Meanwhile, the use of metallic NPs in cancer therapy presents a promising frontier in precision medicine, and bioinspired composite materials are emerging as sustainable, cutting-edge solutions for the design of biomedical structures [192]. Together, these advances blend the best of nanotechnology, biotechnology, and materials engineering, not only redefining the treatment of complex diseases but also opening a broad range of possibilities for more personalized, effective, and ethical healthcare in the near future [193]. The following section will delve into how these advancements, such as osteoinduction through nanoparticles and the customization of therapeutic devices, are transforming modern medicine.
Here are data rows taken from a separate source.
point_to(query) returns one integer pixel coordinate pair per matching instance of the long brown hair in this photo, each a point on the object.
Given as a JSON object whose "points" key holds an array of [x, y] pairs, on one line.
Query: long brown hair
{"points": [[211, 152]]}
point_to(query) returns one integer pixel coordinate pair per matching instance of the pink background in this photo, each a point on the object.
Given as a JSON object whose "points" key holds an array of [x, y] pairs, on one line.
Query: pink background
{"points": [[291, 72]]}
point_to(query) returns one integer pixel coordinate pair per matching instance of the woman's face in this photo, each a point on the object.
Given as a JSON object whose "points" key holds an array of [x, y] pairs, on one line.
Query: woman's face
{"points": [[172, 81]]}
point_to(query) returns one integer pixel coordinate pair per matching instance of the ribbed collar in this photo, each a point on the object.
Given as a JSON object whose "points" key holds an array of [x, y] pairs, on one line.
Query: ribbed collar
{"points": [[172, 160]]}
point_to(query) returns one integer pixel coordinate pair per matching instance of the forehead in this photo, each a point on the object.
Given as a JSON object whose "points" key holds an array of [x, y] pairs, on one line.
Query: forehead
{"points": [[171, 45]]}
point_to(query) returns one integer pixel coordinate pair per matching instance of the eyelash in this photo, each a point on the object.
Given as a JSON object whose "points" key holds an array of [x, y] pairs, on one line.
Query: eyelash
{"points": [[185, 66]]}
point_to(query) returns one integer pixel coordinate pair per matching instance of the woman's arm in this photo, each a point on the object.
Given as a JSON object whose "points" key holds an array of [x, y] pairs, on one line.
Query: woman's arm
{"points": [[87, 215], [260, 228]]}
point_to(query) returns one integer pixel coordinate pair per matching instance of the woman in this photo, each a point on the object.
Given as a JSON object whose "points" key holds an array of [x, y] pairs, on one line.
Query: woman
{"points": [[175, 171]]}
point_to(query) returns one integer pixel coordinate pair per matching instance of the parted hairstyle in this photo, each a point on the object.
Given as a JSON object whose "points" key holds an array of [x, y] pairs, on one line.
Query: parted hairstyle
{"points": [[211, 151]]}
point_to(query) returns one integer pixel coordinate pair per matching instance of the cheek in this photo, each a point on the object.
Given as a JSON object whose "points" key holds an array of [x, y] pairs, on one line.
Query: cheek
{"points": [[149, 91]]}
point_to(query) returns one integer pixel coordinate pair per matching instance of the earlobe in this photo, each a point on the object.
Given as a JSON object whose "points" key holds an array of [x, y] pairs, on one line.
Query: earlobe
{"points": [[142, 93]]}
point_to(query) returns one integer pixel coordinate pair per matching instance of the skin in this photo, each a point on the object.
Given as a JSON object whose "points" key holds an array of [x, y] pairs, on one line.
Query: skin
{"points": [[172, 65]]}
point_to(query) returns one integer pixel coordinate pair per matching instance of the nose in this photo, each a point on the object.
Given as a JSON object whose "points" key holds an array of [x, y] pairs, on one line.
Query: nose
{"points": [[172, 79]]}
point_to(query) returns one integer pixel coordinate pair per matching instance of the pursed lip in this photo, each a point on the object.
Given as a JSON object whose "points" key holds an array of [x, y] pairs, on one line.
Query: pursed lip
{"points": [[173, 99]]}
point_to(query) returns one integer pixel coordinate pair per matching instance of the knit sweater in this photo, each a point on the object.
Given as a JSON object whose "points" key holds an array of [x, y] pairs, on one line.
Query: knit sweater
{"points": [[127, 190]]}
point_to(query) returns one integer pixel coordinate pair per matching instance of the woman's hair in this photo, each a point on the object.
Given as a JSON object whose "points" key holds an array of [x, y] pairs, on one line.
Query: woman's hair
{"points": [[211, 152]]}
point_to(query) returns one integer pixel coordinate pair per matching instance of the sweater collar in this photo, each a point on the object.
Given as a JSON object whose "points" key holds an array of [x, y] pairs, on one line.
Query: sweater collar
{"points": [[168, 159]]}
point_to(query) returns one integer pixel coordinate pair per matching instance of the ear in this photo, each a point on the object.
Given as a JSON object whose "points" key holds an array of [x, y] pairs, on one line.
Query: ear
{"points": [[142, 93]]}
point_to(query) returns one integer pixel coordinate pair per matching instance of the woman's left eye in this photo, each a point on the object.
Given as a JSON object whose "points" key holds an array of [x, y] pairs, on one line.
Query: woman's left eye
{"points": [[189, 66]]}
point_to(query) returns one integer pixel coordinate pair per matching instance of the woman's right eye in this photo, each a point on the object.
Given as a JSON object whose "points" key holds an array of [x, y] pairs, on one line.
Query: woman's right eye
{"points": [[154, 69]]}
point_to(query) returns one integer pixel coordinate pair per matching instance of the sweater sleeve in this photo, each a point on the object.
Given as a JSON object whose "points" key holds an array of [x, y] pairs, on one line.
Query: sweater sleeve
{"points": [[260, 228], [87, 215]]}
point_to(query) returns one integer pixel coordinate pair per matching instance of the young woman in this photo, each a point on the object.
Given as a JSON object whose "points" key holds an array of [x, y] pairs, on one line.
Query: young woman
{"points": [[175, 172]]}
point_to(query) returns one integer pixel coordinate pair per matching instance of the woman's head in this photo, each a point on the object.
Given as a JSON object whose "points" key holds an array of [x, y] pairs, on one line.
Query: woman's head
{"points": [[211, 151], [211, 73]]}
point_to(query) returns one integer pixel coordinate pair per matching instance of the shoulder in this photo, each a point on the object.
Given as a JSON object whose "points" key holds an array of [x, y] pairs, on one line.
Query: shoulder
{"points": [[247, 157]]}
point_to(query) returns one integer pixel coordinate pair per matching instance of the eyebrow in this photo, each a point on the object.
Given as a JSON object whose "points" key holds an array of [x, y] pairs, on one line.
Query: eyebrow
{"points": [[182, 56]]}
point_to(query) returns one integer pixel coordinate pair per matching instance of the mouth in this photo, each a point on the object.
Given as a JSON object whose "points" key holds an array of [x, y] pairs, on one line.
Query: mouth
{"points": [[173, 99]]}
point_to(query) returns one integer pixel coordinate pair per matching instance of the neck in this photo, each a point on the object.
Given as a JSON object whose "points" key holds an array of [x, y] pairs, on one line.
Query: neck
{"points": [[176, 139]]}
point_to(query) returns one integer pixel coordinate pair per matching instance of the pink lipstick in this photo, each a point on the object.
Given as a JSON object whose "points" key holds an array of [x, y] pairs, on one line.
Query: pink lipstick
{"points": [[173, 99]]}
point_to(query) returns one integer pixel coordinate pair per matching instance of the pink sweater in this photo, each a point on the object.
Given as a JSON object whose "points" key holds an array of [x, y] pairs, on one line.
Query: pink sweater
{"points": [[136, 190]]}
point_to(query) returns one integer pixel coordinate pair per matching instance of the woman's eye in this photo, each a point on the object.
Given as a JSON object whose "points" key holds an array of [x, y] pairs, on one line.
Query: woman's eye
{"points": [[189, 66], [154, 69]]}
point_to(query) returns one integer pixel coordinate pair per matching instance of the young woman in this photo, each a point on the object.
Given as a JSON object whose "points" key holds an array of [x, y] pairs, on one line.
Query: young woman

Surface engineering of metallic nanoparticles represents a key area in addressing the current challenges and trends in biomedical nanotechnology. These NPs, which include metals such as Pt, Cu, Au, Ag, as well as elements like Gd, Er, and Zn, possess exceptional properties in terms of stability, specificity, and sensitivity [194,195,196]. Nevertheless, one of the main and most useful challenges for future applications lies in the manipulation of their surface, as it determines their functionality and applicability in the medical field. Among other novel and attractive characteristics of these nanoparticles is their functionalization capacity, which enables the incorporation of molecules of various natures [197].
Currently, research efforts focused on surface manipulation of NPs reflect a key trend in the advancement of precision delivery systems. These strategies aim to facilitate the precise transport of therapeutic agents from nanoparticles to particular tissues or cells. For this purpose, the use of structures such as ligands (antibodies or peptides) is essential, as they increase precision in both treatment and diagnosis. At the same time, progress is being made in the fabrication of multifunctional nanoparticles capable of performing diagnosis, drug release, and therapeutic actions, thus optimizing treatments and minimizing side effects [1].
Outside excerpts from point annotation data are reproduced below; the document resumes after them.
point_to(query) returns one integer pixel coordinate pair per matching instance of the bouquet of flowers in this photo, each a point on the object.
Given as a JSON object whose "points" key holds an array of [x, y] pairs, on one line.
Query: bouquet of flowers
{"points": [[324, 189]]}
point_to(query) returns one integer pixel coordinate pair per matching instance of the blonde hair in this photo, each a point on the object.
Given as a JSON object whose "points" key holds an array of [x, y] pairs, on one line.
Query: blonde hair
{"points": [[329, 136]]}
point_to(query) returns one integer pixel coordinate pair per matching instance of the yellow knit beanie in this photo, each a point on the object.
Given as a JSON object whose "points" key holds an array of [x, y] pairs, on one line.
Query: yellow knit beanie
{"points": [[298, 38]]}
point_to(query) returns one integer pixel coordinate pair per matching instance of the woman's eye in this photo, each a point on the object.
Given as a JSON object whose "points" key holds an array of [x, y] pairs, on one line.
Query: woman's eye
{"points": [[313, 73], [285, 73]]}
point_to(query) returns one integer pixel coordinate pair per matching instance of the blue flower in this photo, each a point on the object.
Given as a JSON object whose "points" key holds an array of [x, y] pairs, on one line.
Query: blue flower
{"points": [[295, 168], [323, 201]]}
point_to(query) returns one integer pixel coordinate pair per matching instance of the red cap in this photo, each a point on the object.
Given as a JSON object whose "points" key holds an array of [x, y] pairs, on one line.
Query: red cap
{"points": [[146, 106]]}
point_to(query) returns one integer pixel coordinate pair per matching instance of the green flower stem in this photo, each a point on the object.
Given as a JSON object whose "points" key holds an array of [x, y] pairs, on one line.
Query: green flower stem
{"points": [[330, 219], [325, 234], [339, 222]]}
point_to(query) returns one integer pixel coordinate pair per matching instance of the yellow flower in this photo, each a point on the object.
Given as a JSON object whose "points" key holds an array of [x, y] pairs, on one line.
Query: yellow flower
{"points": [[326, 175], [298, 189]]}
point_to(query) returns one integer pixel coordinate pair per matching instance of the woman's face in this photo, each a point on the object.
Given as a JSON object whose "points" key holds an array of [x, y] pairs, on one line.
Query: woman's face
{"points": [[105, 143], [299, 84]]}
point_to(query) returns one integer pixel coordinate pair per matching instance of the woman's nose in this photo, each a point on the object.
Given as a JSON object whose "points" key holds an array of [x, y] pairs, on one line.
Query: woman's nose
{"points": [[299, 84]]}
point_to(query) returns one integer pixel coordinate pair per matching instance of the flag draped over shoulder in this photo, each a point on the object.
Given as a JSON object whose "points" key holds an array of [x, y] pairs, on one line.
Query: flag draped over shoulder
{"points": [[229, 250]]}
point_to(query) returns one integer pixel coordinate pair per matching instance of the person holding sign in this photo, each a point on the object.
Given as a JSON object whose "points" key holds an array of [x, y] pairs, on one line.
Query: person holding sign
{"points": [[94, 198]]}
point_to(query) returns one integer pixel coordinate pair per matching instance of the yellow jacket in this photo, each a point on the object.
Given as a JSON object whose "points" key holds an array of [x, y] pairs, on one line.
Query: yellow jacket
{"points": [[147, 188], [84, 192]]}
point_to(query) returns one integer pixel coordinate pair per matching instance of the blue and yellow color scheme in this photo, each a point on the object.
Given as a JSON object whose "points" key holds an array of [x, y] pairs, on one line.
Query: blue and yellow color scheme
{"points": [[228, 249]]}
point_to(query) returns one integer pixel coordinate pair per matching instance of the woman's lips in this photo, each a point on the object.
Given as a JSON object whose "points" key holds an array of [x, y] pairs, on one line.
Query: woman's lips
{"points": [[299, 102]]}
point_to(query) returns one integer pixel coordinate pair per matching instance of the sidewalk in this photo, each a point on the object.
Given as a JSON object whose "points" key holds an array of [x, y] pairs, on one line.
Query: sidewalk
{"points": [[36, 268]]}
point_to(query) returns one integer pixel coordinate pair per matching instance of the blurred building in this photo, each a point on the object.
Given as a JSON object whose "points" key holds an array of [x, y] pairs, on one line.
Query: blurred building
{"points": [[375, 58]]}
Future research is also directed toward developing anticorrosive properties and harnessing the broad range of optical and electronic features exhibited by nanoparticles, which can be tailored based on specific physical parameters. This control over their surface and physical characteristics enhances their applicability in diagnostics, therapeutic treatment, and other biomedical areas [197]. Therefore, it is expected that the study of the properties of metallic nanoparticles will enable the development of new biomedical applications. However, it is also necessary to address other challenges related to safety, toxicity, and stability in different environments. These aspects are essential to establish reliable synthesis protocols, as well as to perform risk and toxicity assessments, which are critical for advancing toward safe clinical applications.
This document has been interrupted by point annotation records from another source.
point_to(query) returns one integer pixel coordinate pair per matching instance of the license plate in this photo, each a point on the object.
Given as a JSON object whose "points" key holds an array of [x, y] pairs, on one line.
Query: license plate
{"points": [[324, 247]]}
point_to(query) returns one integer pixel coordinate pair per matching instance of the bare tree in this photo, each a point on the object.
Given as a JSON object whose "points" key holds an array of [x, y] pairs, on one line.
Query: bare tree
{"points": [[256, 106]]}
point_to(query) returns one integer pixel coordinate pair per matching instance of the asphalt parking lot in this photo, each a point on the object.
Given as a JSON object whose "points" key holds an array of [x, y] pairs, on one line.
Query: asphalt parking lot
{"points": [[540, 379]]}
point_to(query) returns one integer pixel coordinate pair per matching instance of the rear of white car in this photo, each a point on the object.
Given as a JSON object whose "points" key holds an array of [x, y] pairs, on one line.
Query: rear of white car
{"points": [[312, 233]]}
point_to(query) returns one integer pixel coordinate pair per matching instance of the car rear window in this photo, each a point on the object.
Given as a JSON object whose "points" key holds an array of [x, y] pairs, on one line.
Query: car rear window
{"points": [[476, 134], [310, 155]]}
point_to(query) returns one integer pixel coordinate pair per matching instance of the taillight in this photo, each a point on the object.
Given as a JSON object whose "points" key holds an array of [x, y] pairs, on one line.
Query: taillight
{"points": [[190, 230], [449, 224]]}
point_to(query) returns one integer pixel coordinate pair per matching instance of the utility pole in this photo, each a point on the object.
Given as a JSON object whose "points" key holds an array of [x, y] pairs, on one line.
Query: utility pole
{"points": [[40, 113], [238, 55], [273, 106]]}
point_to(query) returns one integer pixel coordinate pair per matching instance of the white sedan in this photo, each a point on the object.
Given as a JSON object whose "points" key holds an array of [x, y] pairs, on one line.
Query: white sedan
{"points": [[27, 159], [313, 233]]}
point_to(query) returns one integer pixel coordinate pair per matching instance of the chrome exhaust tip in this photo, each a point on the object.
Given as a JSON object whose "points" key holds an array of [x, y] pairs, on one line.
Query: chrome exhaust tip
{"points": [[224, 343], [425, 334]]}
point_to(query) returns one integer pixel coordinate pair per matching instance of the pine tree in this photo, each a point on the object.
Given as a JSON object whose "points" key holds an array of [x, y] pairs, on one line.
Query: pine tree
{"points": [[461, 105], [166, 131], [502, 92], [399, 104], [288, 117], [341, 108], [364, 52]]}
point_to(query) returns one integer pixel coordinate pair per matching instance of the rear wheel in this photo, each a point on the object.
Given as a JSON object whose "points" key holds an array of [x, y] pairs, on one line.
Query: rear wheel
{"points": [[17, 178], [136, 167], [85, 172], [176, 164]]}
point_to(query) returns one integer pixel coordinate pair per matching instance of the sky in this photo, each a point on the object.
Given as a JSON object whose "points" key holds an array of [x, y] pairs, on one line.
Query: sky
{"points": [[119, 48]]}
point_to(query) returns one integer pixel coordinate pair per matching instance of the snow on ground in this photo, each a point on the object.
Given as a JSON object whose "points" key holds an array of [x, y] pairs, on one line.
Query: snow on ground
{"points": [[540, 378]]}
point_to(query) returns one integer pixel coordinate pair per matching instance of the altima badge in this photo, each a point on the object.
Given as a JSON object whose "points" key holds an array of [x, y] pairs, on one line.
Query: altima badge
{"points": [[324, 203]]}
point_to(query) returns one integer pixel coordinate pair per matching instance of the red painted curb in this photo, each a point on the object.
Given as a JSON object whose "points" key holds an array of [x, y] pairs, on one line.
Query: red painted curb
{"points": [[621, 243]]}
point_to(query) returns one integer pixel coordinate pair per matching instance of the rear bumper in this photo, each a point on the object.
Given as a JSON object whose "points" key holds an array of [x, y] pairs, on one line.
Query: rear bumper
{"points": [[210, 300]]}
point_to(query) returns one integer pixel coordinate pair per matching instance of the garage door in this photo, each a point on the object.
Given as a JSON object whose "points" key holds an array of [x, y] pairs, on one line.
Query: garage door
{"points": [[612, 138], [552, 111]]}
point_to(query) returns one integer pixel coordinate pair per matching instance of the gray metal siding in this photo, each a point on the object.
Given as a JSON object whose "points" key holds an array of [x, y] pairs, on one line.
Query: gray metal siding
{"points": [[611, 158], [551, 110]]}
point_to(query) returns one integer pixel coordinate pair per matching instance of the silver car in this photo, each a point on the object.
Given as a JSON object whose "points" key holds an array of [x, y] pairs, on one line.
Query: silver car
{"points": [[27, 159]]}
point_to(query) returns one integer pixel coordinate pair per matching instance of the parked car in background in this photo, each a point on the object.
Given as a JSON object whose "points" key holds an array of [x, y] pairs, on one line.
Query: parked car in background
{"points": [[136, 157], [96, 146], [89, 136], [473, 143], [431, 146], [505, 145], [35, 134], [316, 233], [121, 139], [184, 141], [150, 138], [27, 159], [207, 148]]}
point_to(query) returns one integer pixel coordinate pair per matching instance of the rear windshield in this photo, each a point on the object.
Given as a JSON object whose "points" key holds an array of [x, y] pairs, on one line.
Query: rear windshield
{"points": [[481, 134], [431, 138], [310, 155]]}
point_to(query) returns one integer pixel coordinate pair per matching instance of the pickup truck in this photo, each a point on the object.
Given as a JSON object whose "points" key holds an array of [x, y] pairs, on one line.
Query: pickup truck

Another noteworthy trend is the integration of metallic NPs with emerging technologies, including artificial intelligence and nanotechnology. This outlook offers significant potential, as these tools could support the development of personalized biomedical applications, enabling greater specificity in diagnostics and improved effectiveness in therapeutic treatments. An example of their applicability, analyzed through surface modifications of nanoparticles, is reflected in their ability to produce images using modalities such as photoacoustic, magnetic resonance imaging, and tomography. Moreover, these NPs can be employed as contrast agents and as a multifunctional therapeutic platform, defined as theranostics. As safe application is essential, particular attention must be given to minimizing the risk of allergic reaction and toxic effects [1].
Finally, innovation in fabrication techniques and the incorporation of novel materials are expected to expand the range of applications, including gene editing, nanorobotics, and combined therapies, consolidating metallic nanoparticles as key tools in 21st-century medicine [1].

8. Conclusions

This review broadens our understanding and promotes the potential use of nanoparticles to stimulate specific cells to help heal the body to repair its own tissues in a natural way. The analysis of the state of the art carried out reveals that there is a critical regulatory gap. There are no specific standardized regulations for the biocompatibility of nano-functionalized implants, nor for addressing their application in the clinical sector, particularly the effects of the sterilization methods used, corrosion, and long-term ion release, etc. On the other hand, no studies are reported in the scientific literature with an approach that integrates all aspects related to the use and influence of the structural characteristics of metallic nanoparticles and metal oxides. In this context, it is very important to consider the bioactivity of nanoparticles, as well as the synergistic interaction of the multiple factors (size, shape, area, surface chemistry, charge, functionalization, biodegradability) that determine their reactivity and application in biomedical settings. Another aspect to consider is the dynamics of antibacterial mechanisms and antibacterial efficiency, determined by the interaction between the structural characteristics of nanoparticles and the architecture of the bacterial cell wall. It is established that, for Gram-negative bacteria (high LPS density), the charge density of nanoparticles is critical for initial electrostatic adhesion. In the specific case of Gram-positive bacteria, to penetrate the thick peptidoglycan wall, a nanoparticle size of less than 50 nm (ideally ~20 nm) is recommended. Regarding bioactivity and cell growth induction, this work goes beyond the antibacterial applications of nanoparticles, addressing in depth how they can actively promote cell proliferation and tissue regeneration. Furthermore, the keys related to surface hydroxylation are presented as an advanced and promising surface modification alternative for improving the bioactivity of titanium implants. In this context, emphasis is placed on the importance of the density of OH groups in modulating protein corona formation and, ultimately, cellular response and the reduction in bacterial colonization. The protein corona is a biological determinant of the complex process of protein adsorption on surfaces and is fundamental to the success of titanium implants.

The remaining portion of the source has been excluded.